An 18-time NBA All-Star, Bryant was the third-leading all-time scorer in league history when he retired in 2016.

Ironically, that record was broken the night before his death — in Philadelphia — when LeBron James inched past him during a nationally-televised Lakers-Sixers matchup. Kobe even tweeted about it, in gracious form.

Here’s how some of Philly’s best-known athletes and sports celebs are reacting to the news.

Kobe gets Philly love from sports stars, musicians, elected officials

Bryant was the reason Sixers star Joel Embiid started playing ball in the first place, Embiid said.

Eagles QB Carson Wentz offered prayers for Kobe’s family, saying that the legend was “gone too soon.”

“I’ve always wanted to be like you,” said Flyers great Claude Giroux to the late hero, adding, “You represent everything that is great about sports.”

The Sixers’ Ben Simmons said Kobe would continue to be an inspiration, to him and the world.

Sixer Josh Richardson noted that “the world is sick” with grief over the loss.

Sixer Tobias Harris expressed the disbelief that many others on the team also felt.

Villanova basketball coach Jay Wright called Bryant a “legendary ambassador” for the sport.

Eagles safety Malcolm Jenkins said he couldn’t begin to wrap his mind around “the loss of another King.”

“There will never be another BLACC MAMBA,” tweeted Eagles wide receiver DeSean Jackson.

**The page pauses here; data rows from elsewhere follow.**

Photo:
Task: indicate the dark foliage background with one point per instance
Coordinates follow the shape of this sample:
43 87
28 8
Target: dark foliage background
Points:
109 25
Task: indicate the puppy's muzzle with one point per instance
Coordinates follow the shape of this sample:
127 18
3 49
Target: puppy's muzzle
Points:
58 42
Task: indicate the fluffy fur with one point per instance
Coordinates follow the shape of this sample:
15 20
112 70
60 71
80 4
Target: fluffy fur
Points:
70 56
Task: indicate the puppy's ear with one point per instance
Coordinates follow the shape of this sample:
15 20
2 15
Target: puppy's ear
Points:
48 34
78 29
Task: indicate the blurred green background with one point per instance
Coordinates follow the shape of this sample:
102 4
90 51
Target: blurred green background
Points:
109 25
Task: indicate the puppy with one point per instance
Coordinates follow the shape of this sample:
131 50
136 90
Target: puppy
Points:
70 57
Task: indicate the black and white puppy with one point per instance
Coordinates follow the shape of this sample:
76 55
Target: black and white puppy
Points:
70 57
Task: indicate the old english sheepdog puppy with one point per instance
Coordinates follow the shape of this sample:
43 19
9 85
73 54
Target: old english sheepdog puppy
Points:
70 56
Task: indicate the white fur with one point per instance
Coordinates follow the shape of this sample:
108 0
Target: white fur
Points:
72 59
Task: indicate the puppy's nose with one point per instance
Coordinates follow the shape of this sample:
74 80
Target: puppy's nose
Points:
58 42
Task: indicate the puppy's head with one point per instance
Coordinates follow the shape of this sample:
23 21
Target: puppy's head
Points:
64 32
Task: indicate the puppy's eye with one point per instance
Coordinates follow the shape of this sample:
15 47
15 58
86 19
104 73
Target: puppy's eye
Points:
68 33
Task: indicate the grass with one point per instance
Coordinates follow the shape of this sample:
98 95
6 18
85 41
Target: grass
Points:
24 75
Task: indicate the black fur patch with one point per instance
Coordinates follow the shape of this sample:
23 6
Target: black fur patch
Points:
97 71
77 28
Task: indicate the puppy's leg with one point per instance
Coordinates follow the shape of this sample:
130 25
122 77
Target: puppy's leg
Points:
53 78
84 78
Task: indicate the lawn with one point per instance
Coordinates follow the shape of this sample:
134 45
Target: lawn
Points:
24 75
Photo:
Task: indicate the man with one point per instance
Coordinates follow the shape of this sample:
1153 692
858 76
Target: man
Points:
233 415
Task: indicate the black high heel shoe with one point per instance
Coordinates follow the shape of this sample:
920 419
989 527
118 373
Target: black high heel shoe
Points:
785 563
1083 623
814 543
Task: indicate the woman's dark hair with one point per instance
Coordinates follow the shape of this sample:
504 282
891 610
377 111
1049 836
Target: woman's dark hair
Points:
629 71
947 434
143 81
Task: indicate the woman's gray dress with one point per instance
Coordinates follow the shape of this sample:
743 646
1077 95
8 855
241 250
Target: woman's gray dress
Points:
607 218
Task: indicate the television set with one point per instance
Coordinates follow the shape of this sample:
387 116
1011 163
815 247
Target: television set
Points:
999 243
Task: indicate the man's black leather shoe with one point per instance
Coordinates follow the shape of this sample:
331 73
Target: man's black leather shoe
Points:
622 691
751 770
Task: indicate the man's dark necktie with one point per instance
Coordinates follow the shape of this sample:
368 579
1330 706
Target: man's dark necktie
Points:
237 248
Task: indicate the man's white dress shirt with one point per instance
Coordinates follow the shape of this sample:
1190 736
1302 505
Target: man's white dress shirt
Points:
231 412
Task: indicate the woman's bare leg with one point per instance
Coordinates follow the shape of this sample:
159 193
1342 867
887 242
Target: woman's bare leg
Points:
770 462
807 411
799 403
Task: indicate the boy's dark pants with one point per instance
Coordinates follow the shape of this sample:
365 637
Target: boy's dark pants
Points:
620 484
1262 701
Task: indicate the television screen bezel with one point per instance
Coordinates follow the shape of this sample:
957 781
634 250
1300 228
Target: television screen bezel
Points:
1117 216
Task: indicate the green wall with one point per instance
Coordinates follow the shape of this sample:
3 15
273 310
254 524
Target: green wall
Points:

Meek Mill was in disbelief.

Rapper Tierra Whack offered sage advice: don’t let beefs linger, because you never know when one of your friends or loved ones is going to die.

Roots frontman Questlove echoed the sentiment, saying, “Let em know NOW.”

A heartbroken Eve offered her condolences to Bryant’s family.

Mayor Jim Kenney said he was “heartbroken” and praying for the Bryant family.

Philly Congressman Dwight Evans called the news tragic, and sent his sympathies.

Former Philly Mayor Michael Nutter called Bryant “an incredible representative” of the city and region.

Pa. Attorney General Josh Shapiro called out Bryant’s leadership.